10月のアトリエ計画  

お知らせ

 小学生クラスは粘土作品が完成した人から持ち帰っています。今回の粘土造形は果物か野菜、もしくは動物の形を制作してそこに自分で考えた模様で着彩しようという内容でした。立体で形を捉える制作を経験して欲しかった事と、着彩の手順を追った制作を経験してもらおうという狙いです。

 粘土で立体を作る際は針金と麻紐で芯棒を作った事で動物などの中心線を意識して作る事が出来たように思います。芯棒がある事で不安定なバランスでも台座に立たせる事ができたり、細い手足や尻尾の作り込みも可能になるので粘土だけでは出来ない形にも挑戦する事が出来ました。

 着彩では1度1色だけで全て塗ってから乾燥させて・中くらいの模様→細かい模様と重ねていく方法を紹介しました。行程を理解していると重ね描きしていく際に1度描いた模様が消えてしまう事なく積み重なっていくような制作が出来きます。完成までの行程がイメージできていないとつい細かい模様から描き込んでしまいがちですが、そうすると広いところの色塗りが模様を避けながら塗るので大変な作業になってしまいます。

 もちろん着彩には色々な方法がありますし、このやり方だけが正解とも限らないのでそれぞれのやり方で正解を探しながら試行錯誤し制作していった作品もいい制作経験になったと思います。[大きな作業から細かい作業へ]という行程は絵を描いたり、ものを作る時の1番基本的な行程となるので、その事がイメージできるようになればいいなと思います。
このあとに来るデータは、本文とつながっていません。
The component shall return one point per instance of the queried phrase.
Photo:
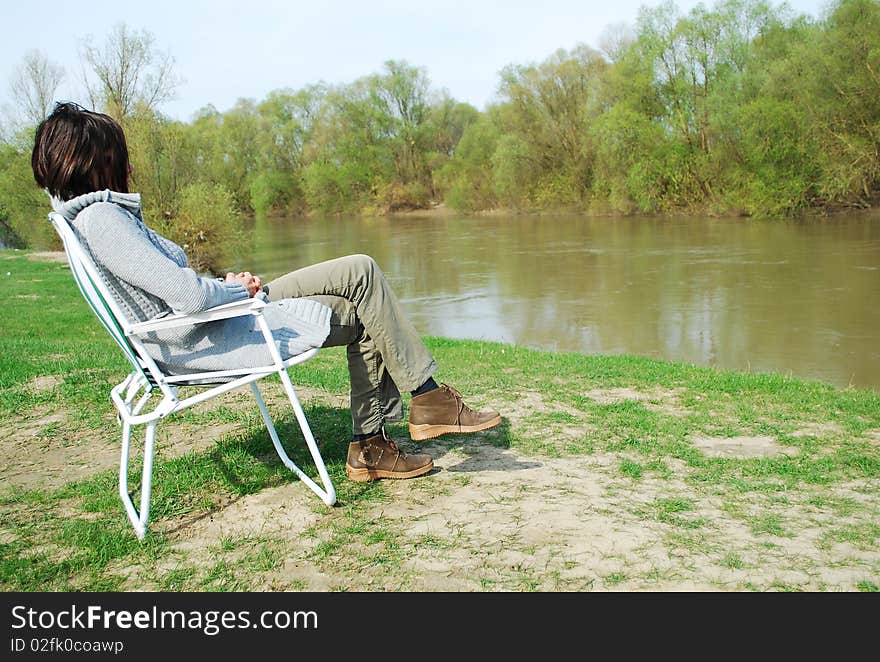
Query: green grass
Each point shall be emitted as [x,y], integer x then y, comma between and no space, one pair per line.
[55,358]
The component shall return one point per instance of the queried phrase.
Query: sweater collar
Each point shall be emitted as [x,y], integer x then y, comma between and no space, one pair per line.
[70,208]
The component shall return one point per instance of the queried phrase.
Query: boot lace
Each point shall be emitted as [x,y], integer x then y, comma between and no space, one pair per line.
[459,399]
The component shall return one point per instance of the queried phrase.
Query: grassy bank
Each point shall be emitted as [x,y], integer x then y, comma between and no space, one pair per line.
[609,473]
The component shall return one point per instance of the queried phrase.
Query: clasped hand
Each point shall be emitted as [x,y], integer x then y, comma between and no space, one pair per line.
[247,280]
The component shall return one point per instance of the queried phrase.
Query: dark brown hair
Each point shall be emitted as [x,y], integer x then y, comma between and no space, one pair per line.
[78,151]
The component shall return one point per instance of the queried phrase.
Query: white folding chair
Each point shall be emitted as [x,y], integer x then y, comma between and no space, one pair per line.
[135,391]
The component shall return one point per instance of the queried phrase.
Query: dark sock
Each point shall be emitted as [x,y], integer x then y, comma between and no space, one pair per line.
[429,385]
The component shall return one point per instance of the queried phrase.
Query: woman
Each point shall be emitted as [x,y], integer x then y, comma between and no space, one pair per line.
[81,159]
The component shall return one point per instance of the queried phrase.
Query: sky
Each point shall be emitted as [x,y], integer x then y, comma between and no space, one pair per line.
[225,50]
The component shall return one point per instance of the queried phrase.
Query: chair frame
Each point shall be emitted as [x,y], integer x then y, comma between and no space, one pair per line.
[146,378]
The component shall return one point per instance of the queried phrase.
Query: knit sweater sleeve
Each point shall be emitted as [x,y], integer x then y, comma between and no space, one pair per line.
[128,253]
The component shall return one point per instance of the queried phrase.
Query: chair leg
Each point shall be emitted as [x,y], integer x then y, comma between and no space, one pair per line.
[138,519]
[328,493]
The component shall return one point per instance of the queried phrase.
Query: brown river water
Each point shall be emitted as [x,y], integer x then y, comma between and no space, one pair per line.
[792,297]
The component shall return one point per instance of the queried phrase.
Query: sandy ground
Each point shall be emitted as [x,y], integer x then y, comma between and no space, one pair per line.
[493,518]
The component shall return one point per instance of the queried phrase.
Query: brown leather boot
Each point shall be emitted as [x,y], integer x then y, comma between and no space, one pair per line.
[379,457]
[442,411]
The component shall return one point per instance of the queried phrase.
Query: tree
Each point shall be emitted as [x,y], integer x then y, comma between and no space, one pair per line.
[33,86]
[128,72]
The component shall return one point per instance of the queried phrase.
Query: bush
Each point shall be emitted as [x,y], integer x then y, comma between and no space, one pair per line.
[206,224]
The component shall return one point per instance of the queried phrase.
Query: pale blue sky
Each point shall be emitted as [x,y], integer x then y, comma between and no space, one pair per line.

 9月は油絵ふねクラスの上級生たちも静物画の仕上げの時期でしたが、油絵も正にこの[大まかから細かへ]の行程が活きる制作です。油絵の場合は[大まかから細かへ]を何度か戻って繰り返しながら作品全体のバランスや陰影を調整しながら完成を目指します。大まかから細かへ1度到達した後にもう一度大まかな視点で見直すには客観的な視点が必要です。「自分はこうだと思って描いてきたけれど、本当にそうかな?他の人はどんな捉え方をしているかな?」離れて見てみたり、他の人の作品をみてみたりしながら広い視野で自分の制作を深めていくのです。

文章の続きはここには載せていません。